# Patching a CableTV/Internet Ground Line



## jpf566 (Apr 23, 2012)

I was working at a clients house and managed to cut the thick ground line from their cable provide. They had it no more than 6 inches under the surface…. It will be 10+ days before a technician from the company can come out and take care of this and the client wants to know if I can do a temporary patch of some sort. Has anyone worked with these? This isn’t normal Coax, it’s a very thick cable with a large copper wire in the middle, insulation foam, a metal exterior coating and then rubber on top of that.

Could I just run a copper patch from the one side to the other or does the metal coating transfer something as well? Any help would be much appreciated!


----------



## Dennis Alwon (May 9, 2009)

I would try and connect the center core together and then connect the outer shield being careful that they don't touch the center core. The outer shield can be peeled back and twisted together-- just butt splice the joints.


----------



## jpf566 (Apr 23, 2012)

Ok! the outer shield isn't a braided mesh though, its pretty much like sheet metal.


----------



## Dennis Alwon (May 9, 2009)

jpf566 said:


> Ok! the outer shield isn't a braided mesh though, its pretty much like sheet metal.

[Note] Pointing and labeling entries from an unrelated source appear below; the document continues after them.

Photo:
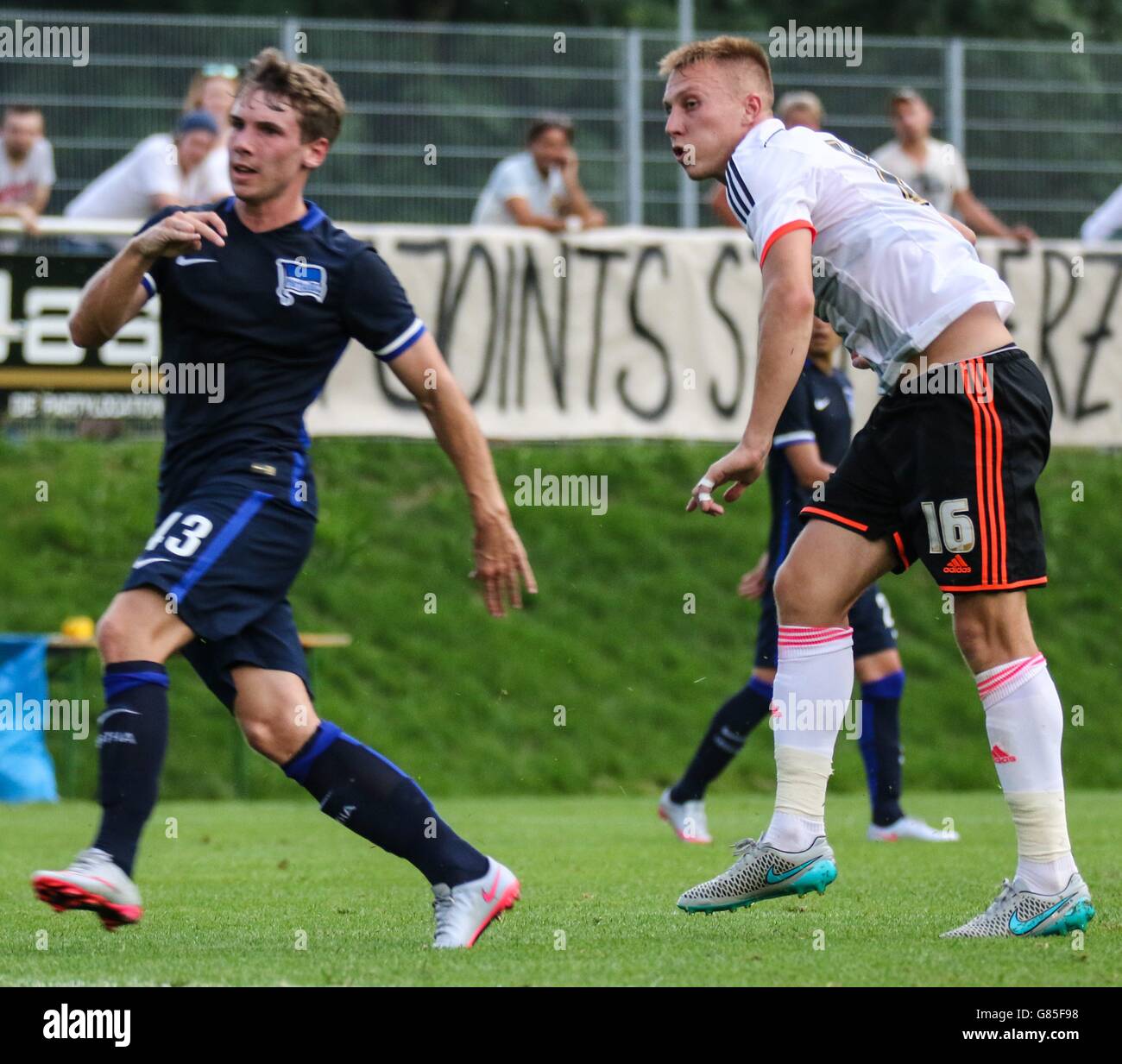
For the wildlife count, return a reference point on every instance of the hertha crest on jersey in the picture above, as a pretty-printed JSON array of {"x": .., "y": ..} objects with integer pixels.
[{"x": 295, "y": 276}]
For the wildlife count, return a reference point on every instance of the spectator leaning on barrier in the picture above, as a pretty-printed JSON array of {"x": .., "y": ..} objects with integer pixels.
[
  {"x": 935, "y": 170},
  {"x": 1106, "y": 221},
  {"x": 212, "y": 90},
  {"x": 152, "y": 176},
  {"x": 27, "y": 167},
  {"x": 539, "y": 186},
  {"x": 793, "y": 109}
]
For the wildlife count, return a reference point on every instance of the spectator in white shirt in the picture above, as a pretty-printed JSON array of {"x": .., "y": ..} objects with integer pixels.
[
  {"x": 27, "y": 167},
  {"x": 152, "y": 176},
  {"x": 539, "y": 186},
  {"x": 935, "y": 170},
  {"x": 213, "y": 90},
  {"x": 1106, "y": 223}
]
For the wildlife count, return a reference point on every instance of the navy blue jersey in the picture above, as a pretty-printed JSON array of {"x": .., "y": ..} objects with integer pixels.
[
  {"x": 819, "y": 411},
  {"x": 268, "y": 317}
]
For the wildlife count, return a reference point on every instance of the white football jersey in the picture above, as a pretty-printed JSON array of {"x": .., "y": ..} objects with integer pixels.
[{"x": 890, "y": 272}]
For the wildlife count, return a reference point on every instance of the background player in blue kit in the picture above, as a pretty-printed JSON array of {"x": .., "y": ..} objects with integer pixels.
[
  {"x": 265, "y": 290},
  {"x": 811, "y": 437}
]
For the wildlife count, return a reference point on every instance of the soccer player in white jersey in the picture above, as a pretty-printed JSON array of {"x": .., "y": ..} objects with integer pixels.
[{"x": 943, "y": 470}]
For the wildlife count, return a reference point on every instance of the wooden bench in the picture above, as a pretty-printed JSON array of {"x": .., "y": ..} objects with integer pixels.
[{"x": 72, "y": 656}]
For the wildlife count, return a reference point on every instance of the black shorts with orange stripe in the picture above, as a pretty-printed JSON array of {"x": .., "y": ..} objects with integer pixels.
[{"x": 946, "y": 470}]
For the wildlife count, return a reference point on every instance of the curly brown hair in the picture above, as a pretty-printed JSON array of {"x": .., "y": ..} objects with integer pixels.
[{"x": 311, "y": 91}]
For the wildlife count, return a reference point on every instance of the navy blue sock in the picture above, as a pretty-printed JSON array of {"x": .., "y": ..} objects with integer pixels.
[
  {"x": 373, "y": 797},
  {"x": 879, "y": 746},
  {"x": 130, "y": 753},
  {"x": 728, "y": 732}
]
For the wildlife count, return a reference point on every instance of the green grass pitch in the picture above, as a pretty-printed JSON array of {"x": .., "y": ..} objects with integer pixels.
[{"x": 243, "y": 885}]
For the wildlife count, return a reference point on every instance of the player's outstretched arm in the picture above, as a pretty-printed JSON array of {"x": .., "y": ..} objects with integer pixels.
[
  {"x": 115, "y": 294},
  {"x": 501, "y": 559},
  {"x": 785, "y": 317}
]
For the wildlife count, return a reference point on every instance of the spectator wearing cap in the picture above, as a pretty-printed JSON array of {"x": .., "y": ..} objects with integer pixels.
[
  {"x": 539, "y": 187},
  {"x": 935, "y": 170},
  {"x": 27, "y": 167},
  {"x": 152, "y": 176},
  {"x": 212, "y": 90},
  {"x": 793, "y": 109}
]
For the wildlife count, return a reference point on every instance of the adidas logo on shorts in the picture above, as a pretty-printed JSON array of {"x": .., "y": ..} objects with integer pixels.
[{"x": 956, "y": 564}]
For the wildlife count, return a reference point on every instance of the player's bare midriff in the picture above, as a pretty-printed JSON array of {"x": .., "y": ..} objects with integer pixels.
[{"x": 975, "y": 332}]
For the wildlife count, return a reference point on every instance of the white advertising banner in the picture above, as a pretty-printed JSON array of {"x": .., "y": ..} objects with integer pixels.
[{"x": 652, "y": 333}]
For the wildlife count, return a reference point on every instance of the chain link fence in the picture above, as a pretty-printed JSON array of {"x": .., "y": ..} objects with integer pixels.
[{"x": 433, "y": 107}]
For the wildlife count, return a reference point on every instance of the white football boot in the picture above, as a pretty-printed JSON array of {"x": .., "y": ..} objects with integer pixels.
[
  {"x": 92, "y": 882},
  {"x": 463, "y": 913},
  {"x": 1017, "y": 914},
  {"x": 687, "y": 818},
  {"x": 910, "y": 828}
]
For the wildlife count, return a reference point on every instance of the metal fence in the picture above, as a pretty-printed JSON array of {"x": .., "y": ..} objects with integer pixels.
[{"x": 433, "y": 107}]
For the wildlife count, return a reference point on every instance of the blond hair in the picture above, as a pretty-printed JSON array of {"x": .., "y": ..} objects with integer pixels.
[
  {"x": 193, "y": 101},
  {"x": 311, "y": 91},
  {"x": 737, "y": 51}
]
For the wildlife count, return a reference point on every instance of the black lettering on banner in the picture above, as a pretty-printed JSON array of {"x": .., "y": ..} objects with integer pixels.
[
  {"x": 1092, "y": 339},
  {"x": 640, "y": 331},
  {"x": 1048, "y": 364},
  {"x": 504, "y": 359},
  {"x": 478, "y": 250},
  {"x": 604, "y": 257},
  {"x": 554, "y": 353},
  {"x": 1050, "y": 321},
  {"x": 425, "y": 247},
  {"x": 728, "y": 253}
]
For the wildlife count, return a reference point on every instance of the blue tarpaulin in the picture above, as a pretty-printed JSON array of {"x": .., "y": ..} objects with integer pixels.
[{"x": 27, "y": 772}]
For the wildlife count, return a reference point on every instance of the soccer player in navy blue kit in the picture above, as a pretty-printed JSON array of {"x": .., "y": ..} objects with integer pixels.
[
  {"x": 811, "y": 437},
  {"x": 266, "y": 288}
]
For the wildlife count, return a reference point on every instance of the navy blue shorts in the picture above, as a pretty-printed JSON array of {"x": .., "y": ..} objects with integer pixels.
[
  {"x": 224, "y": 558},
  {"x": 870, "y": 617}
]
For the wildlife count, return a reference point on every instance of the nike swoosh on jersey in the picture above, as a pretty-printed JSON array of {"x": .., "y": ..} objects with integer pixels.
[
  {"x": 778, "y": 879},
  {"x": 1022, "y": 927}
]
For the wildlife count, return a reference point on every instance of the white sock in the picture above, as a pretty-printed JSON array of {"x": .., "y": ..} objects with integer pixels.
[
  {"x": 814, "y": 680},
  {"x": 1024, "y": 723}
]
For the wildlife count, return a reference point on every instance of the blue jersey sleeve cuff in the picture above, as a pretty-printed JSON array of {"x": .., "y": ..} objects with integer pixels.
[
  {"x": 403, "y": 343},
  {"x": 786, "y": 439}
]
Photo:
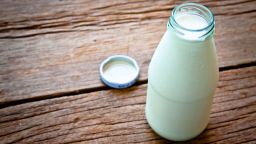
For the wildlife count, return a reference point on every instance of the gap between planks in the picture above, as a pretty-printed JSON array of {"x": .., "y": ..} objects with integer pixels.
[{"x": 100, "y": 88}]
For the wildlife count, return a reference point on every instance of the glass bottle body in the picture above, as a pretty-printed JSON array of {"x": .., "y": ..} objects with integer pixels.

I would find a way to attach them together even with a piece of wire. If you can put them close together you may be able to slide a threaded rod or some rod and crimp them together.


----------



## jeffmoss26 (Dec 8, 2011)

it's probably RG11 or even hardline coax...RG11 uses F connectors but hardline has its own thing altogether.


----------



## jpf566 (Apr 23, 2012)

Yeah I just googled "Hardline Coax" and thats exactly what it is.


----------



## jeffmoss26 (Dec 8, 2011)

Hate to say it, but that is best left to be repaired by the cable company.
They use connectors like this:
http://www.ppc-online.com/broadband/hardline.php
They generally heat shrink everything with a torch as well.


----------



## hbiss (Mar 1, 2008)

There is nothing that you can do that will make it work. They are going to have to wait if they can't get the cable company off their butts.

-Hal


----------